The second section, "Theatrical Currency" interrogates our notions of "influence" and argues that our conception of quotation is insufficient to understand the strain of intertextuality central to the repertory theater system. Focusing on the close-knit and competitive character of the repertory theater, the chapters in this section illustrate the practice of inter-repertory borrowing, first from plays onstage, as in the case of city comedies, and second from recently printed playbooks of closet drama, where plays draw inspiration from recently printed copies of older drama. Chapter 3, "Tragedy Tomorrow, Comedy Tonight!: The Anti-Shakespearean Spirit of City Comedy," considers the drama produced for boys' companies (the main competition of the King's Men from 1600-1608) and illustrates how the genre of city comedy was shaped in reaction to dramatic conventions developed by Shakespeare and other senior playwrights. Using plays by Thomas Dekker, John Webster, Ben Jonson, and Middleton, I chronicle the boys' efforts to distinguish themselves through the incorporation, and parody, of dramatic styles and specific plays associated with the adult companies. Chapter 4, "Old Plays, New Sheets: Writing for Readers of Playbooks," presents three case studies of new plays with a telling subtext drawn from recently-reprinted older drama. It reads Middleton and William Rowley's The Changeling (1622) in relation to Othello and James Shirley's The Traitor (1631) and The Politician (1640) alongside Richard III and Richard II. It argues, more broadly, that writing for readers of playbooks produced drama that invites and rewards literary-critical engagement from its audience.

My third and final section synthesizes theatrical and textual approaches in its exploration of "The Currency of Theatrical Texts." The chapters in this section focus on the force exerted by the printed playbooks that continued to be read and circulated in the decades after their publication, particularly during the period when the theaters were closed. They explore, in the first instance, non-dramatic popular literature produced between 1640 and 1660 and, in the second, dramatic texts, old and new, circulating during the same period.
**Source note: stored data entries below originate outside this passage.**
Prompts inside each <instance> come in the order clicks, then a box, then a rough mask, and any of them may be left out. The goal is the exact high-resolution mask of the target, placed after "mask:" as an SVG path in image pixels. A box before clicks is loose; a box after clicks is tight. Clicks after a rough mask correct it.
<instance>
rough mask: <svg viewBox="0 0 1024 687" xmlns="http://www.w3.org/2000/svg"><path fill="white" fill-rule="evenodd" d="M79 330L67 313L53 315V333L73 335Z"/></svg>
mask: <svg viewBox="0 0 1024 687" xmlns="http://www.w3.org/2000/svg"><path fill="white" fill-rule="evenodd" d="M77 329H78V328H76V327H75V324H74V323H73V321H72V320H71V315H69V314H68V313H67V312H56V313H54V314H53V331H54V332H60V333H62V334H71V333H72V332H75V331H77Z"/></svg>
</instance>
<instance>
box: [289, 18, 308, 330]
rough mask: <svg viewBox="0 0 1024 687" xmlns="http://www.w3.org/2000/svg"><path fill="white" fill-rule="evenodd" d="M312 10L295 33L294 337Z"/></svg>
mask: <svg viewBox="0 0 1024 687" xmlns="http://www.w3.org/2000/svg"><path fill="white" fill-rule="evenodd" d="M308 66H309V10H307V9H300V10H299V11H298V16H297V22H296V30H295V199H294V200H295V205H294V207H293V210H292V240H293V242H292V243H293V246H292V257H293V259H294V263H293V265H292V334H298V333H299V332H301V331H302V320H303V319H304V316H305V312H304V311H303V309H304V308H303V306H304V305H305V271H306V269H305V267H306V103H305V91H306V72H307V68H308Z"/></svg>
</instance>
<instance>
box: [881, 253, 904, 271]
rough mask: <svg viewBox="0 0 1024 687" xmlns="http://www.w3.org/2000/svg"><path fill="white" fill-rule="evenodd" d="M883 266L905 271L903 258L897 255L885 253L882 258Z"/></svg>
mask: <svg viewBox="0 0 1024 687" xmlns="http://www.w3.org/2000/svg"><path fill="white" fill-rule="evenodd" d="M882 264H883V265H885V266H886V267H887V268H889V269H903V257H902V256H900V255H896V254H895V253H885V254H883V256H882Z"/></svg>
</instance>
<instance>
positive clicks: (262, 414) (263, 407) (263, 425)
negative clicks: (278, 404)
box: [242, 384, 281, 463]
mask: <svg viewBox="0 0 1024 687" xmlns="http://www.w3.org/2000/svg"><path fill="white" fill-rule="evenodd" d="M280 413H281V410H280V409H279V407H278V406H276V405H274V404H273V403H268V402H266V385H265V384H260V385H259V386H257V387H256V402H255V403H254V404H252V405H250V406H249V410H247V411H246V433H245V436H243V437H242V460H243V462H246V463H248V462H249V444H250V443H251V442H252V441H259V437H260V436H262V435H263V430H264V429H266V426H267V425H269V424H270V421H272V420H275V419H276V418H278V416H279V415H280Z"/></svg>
Chapter 5, "The Company Plays Keep: The Theatrical Legacy in Non-Dramatic Popular Print," discusses the popular printed brethren of the playbook--newsbooks, speeches, and polemics--and demonstrates that on the side of both production and consumption plays kept company with texts that were explicitly political. Chapter 6, "Theater Without Theaters: Drama in Print, 1642-1660," analyzes drama written after the closure of the theaters and finds in the highly politicized, often anonymous "pamphlet plays" the preservation and invocation of popular theatrical tradition.

My dissertation concludes with a coda that considers what new direction the study of drama in the 1640-60 period might take. I posit that the closure of the theaters solidified a tradition of reading drama and transformed it into the dominant mode of engagement with plays. I propose a material history of reading drama, including plans for a searchable database of playbook marginalia, to help restore a missing piece of literary and theatrical history. I conclude by hypothesizing that the interregnum years witnessed the creation of a new literary culture surrounding plays distinct from that which existed prior to 1642 which certified their status as "literature" and which continues to inform our perception of plays as primarily texts to be read.